When I went to Saudi Arabia as ambassador in 1994, when I left, nobody had a cell phone. I mean nobody. And the Internet was about as primitive, remember those green screens and it would take you forever to log on or to get any sort of information and there was no graphics, it was just words. By the time I came back from Saudi Arabia two years later, everybody had a cell phone, everybody. And the Internet was far more powerful. We see it almost in real time today with smart phones and the way we get information. That was, those were systems that had stayed the same for a long, long period that suddenly changed.

And I think that we are getting to that point on fuel. That doesn’t mean that fossil fuels are going to go away, it doesn’t mean that fossil fuels won’t have a seat at the table, because they will. It’s just that they’re not going to have the only seat at the table.

And I think the military can, and should, lead the way in developing new options. For the past 235 years, the United States Navy and the United States Marine Corps have been leaders, have been innovators in energy.

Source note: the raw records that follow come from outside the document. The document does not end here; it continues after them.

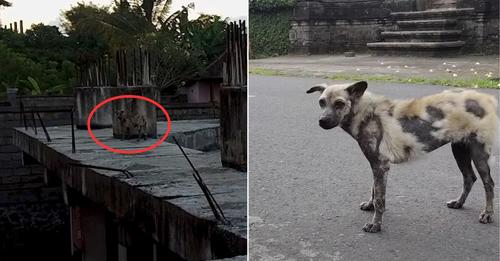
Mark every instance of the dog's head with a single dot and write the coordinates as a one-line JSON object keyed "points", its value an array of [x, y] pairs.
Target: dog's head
{"points": [[120, 115], [336, 101]]}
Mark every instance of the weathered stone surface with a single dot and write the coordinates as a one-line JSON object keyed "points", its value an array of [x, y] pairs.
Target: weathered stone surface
{"points": [[234, 127], [86, 98], [319, 27], [162, 198]]}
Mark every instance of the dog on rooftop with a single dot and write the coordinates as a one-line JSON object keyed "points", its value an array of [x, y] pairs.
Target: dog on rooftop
{"points": [[395, 131], [130, 123]]}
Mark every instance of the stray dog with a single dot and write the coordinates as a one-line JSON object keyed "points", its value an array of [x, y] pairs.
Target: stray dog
{"points": [[132, 123], [395, 131]]}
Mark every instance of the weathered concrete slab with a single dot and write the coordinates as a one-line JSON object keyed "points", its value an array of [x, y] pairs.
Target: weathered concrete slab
{"points": [[162, 197]]}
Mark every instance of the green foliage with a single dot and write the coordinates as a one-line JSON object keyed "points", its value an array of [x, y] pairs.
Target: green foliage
{"points": [[185, 48], [271, 5], [269, 34], [37, 62], [44, 61]]}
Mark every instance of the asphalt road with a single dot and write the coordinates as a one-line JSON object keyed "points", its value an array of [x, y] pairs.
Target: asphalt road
{"points": [[306, 184]]}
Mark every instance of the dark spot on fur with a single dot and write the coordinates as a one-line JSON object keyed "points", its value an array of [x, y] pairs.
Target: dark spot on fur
{"points": [[435, 113], [408, 150], [367, 136], [472, 106], [391, 111], [423, 131]]}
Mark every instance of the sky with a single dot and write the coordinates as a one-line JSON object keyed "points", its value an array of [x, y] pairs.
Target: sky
{"points": [[49, 12]]}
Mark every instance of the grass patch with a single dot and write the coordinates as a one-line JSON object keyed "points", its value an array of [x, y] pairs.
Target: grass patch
{"points": [[491, 83]]}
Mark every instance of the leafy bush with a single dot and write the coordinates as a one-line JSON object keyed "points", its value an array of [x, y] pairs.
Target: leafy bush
{"points": [[37, 62], [269, 33]]}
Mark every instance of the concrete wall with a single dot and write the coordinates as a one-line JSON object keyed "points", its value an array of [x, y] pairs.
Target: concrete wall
{"points": [[33, 217], [203, 91], [336, 26]]}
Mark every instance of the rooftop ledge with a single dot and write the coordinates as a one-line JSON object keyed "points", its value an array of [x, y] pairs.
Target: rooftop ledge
{"points": [[162, 196]]}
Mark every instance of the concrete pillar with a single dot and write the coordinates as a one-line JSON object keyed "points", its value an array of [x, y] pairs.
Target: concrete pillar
{"points": [[86, 98], [93, 224], [12, 96], [233, 121]]}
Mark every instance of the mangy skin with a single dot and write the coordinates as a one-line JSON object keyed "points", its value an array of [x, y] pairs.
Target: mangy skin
{"points": [[395, 131], [129, 122]]}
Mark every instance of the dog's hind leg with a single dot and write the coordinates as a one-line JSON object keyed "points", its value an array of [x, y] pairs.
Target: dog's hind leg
{"points": [[380, 170], [480, 157], [368, 205], [462, 153]]}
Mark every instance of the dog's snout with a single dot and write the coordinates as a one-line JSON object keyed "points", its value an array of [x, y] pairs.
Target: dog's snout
{"points": [[326, 124]]}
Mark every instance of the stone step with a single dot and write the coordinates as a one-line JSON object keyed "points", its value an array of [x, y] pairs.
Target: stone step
{"points": [[415, 45], [416, 48], [433, 13], [427, 24], [422, 36]]}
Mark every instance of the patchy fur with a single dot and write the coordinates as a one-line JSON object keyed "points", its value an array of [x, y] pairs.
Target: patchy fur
{"points": [[395, 131], [132, 123]]}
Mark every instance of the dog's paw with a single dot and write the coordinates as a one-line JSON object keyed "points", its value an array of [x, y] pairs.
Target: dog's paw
{"points": [[486, 217], [454, 204], [367, 206], [372, 228]]}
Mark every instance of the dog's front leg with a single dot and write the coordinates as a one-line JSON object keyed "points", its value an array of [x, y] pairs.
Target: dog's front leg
{"points": [[368, 205], [380, 170]]}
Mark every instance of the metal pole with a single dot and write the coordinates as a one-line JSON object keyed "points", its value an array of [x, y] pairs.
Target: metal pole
{"points": [[34, 121], [73, 146], [43, 127], [208, 195]]}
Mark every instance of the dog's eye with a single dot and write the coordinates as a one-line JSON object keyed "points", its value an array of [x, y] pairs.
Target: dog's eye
{"points": [[339, 104], [322, 103]]}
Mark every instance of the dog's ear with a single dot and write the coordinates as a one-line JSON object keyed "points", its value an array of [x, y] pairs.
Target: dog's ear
{"points": [[357, 89], [317, 88]]}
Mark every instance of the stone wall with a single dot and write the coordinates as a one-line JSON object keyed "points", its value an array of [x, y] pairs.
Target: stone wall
{"points": [[336, 26]]}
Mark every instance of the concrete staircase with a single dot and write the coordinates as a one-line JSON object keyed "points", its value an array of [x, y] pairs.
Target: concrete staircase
{"points": [[435, 32]]}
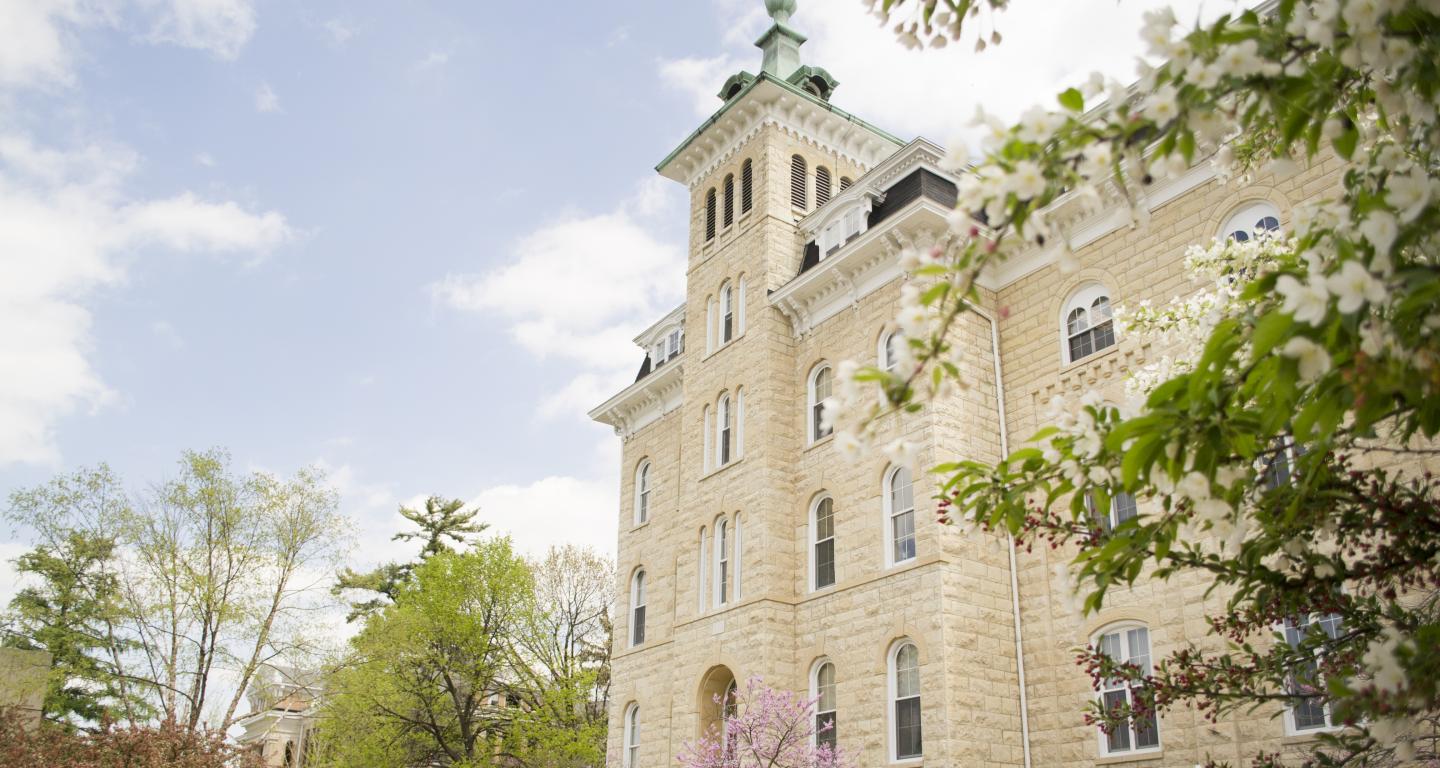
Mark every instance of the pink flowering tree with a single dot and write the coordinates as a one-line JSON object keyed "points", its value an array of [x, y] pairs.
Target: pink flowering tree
{"points": [[765, 728]]}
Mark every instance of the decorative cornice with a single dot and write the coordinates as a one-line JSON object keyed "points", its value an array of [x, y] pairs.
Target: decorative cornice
{"points": [[644, 401]]}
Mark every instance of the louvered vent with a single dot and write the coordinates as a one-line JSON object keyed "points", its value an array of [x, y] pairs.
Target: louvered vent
{"points": [[746, 186], [729, 199], [710, 215], [798, 196]]}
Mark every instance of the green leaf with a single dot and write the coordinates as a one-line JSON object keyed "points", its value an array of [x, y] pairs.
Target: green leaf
{"points": [[1072, 100]]}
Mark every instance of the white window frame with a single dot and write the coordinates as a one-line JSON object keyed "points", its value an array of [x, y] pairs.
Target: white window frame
{"points": [[631, 726], [812, 402], [1247, 219], [815, 541], [722, 559], [702, 571], [1085, 298], [815, 696], [893, 513], [893, 698], [1290, 726], [637, 605], [1123, 631], [642, 492]]}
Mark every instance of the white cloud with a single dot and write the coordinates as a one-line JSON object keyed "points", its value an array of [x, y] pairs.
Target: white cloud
{"points": [[65, 231], [1047, 48], [581, 287], [265, 100], [219, 26], [552, 512]]}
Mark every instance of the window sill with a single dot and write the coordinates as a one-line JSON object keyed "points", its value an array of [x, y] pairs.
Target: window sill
{"points": [[717, 470], [1089, 359], [1129, 757]]}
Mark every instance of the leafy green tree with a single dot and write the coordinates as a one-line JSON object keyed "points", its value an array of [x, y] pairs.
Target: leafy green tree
{"points": [[429, 675], [69, 611], [442, 522], [1282, 453]]}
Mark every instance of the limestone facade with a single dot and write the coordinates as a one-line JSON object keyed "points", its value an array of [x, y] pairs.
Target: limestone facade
{"points": [[979, 620]]}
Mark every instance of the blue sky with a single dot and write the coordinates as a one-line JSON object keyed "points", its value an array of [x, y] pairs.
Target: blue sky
{"points": [[409, 242]]}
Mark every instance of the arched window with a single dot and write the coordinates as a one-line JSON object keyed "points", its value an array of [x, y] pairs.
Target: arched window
{"points": [[642, 493], [818, 388], [1089, 326], [722, 562], [638, 608], [822, 690], [726, 313], [700, 571], [798, 195], [905, 702], [899, 516], [1126, 644], [822, 542], [632, 737], [729, 199], [1252, 219], [890, 350], [725, 430], [746, 186]]}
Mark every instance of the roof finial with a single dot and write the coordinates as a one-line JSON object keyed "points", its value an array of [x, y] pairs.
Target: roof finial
{"points": [[781, 10]]}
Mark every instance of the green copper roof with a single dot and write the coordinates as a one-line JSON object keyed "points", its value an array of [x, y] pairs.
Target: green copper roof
{"points": [[792, 88]]}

By changing the way we use energy, by changing the types of energy we use, by changing the way we produce it, we’re going to continue to have the most formidable expeditionary fighting force this world has ever known. And the Navy and the Marine Corps are going to continue to do what they have always done: innovate, adapt and come out on the other side victorious.

My favorite Navy recruiting poster, the tag line is; “Sometimes we follow the storm to the shore, sometimes we are the storm.”